Je me retourne et découvre un type pas très engageant, suivent quatre sbires à l'allure plus qu'inquiétante. Deux se postent devant la fenêtre, exit la sortie de secours. Ceux-là consomment sans doute depuis le début de soirée et ne poseront guère de problème si les choses s'aggravent mais... Problème, les autres me paraissent très frais, beaucoup trop, autant que du poisson tout juste pêché. L'œil alerte, l'écaille brillante, la nageoire frétillante... Je ne distingue pas encore tout à fait le dernier qui demeure dans la pénombre du couloir. Pas de chance, si Enzo n'avait pas flanché, nous serions déjà dehors. Avec assurance, Rem s'avance, très calme. Moi, je bouillonne, autant qu'une eau porté à ébullition. Encore quelques secondes et je vais laisser échapper la vapeur telle une locomotive ! Manquera juste le bruit caractéristique du "tchou-tchou"...

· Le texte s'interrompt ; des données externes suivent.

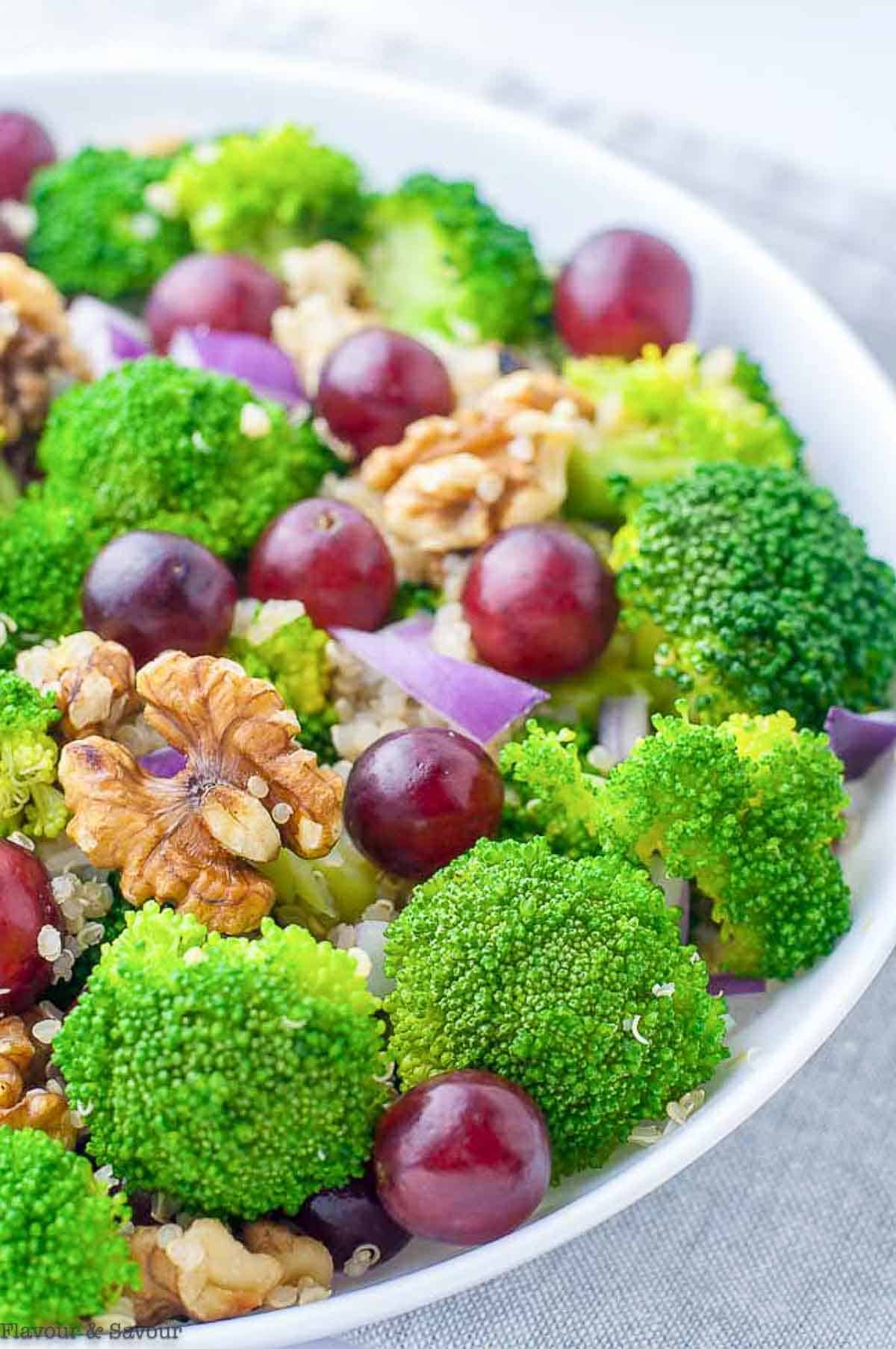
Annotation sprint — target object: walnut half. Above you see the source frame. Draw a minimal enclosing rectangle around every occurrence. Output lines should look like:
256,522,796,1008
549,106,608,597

—Nous allions partir, nous venions juste récupérer notre ami, annonce Rem.

Un très vilain gnome lui répond :

— Vraiment ? Mais il est très bien avec nous.

Le ton se veut ironique mais je décèle autre chose, de la pure méchanceté. J'examine l'auteur de l'affirmation. Son âge ne correspond guère à celui des fêtards du reste de la maison. Plus vieux, plus vicieux aussi. Son regard me déplaît. Un soupçon m'effleure... Dealer ? Le Black Swan les évince avec une régularité désolante. Pire que des mauvaises herbes dans un carré potager. Cet empaffé aurait ciblé volontairement Enzo ? Mais le type, maintenant à ses côtés, m'inquiète davantage. Mince, musclé et différent. Je décode mal son expression et je n'aime pas le peu qu'il laisse transparaître : une froideur extrême, un contrôle total. Pas vilain à l'examen mais qui refroidirait une foule en délire d'un seul regard. Il dégage l'image d'un prédateur affûté avec des prunelles glaçantes. Lorsqu'il émerge, en pleine lumière, à la vue de Rem, je remarque que Bouclette Sauvage se crispe de manière imperceptible. Une connaissance ?

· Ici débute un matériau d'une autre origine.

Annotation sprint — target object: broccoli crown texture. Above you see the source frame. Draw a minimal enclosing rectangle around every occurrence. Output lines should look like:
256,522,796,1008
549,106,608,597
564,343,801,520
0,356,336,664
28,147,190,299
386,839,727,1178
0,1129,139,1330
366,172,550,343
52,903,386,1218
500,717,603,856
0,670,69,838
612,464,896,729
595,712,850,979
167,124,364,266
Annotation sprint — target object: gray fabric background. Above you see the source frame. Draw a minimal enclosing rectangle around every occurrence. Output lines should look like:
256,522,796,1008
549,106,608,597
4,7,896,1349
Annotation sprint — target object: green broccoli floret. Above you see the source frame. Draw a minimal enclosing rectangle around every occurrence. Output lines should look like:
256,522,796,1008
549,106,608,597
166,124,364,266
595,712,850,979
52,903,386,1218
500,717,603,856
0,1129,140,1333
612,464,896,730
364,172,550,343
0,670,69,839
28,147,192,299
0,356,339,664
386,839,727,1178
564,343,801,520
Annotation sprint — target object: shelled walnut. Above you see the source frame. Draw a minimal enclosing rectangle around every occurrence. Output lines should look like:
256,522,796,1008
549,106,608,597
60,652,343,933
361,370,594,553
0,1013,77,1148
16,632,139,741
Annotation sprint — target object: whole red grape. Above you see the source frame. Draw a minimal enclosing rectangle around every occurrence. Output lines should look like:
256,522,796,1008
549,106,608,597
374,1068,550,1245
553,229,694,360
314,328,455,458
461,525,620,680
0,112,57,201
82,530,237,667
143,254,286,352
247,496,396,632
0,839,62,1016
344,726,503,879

Méfiante, je m'avance aux côtés de la Salade et d'un signe, conseille à Pierre de rejoindre Samuel. Rem me jette un coup d'œil d'avertissement. Je saisis sans peine le message subliminal :

  — Sage l'Agathe, pas bouger ! Bien ! Bonne fille !

Et il ne voudrait pas que je lui donne la « papatte » en plus ? S'il me file un morceau de sucre en récompense, cette fois c'est certain, je lui plante mes crocs dans le « censuré !!!! et remplacé par » postérieur.

Petit aparté, histoire de détendre une atmosphère bien plombée. Désolé mais mon cerveau demande une petite récréation sur le sucre, ce faux-ami, une denrée très nuisible aux toutous, et aux humains aussi, et pourtant vous remarquerez qu'il y en a partout de cette poudre blanche très addictive ! Bref revenons à la situation qui se corse méchant... D'accord, une promesse est une promesse. Pourtant je devine que j'aurai beaucoup de difficulté à tenir ma parole si l'autre vicieux continue à nous barrer la route. Son copain Sorbet-pailleté, oui le type "froid de chez froid", se place en observateur, comme s'il ne souhaitait pas intervenir. Étrange...

— Les gars qu'est-ce que vous... ?

Un nouvel arrivant, fin, blond, pas très éveillé... Pierre l'interpelle presque soulagé.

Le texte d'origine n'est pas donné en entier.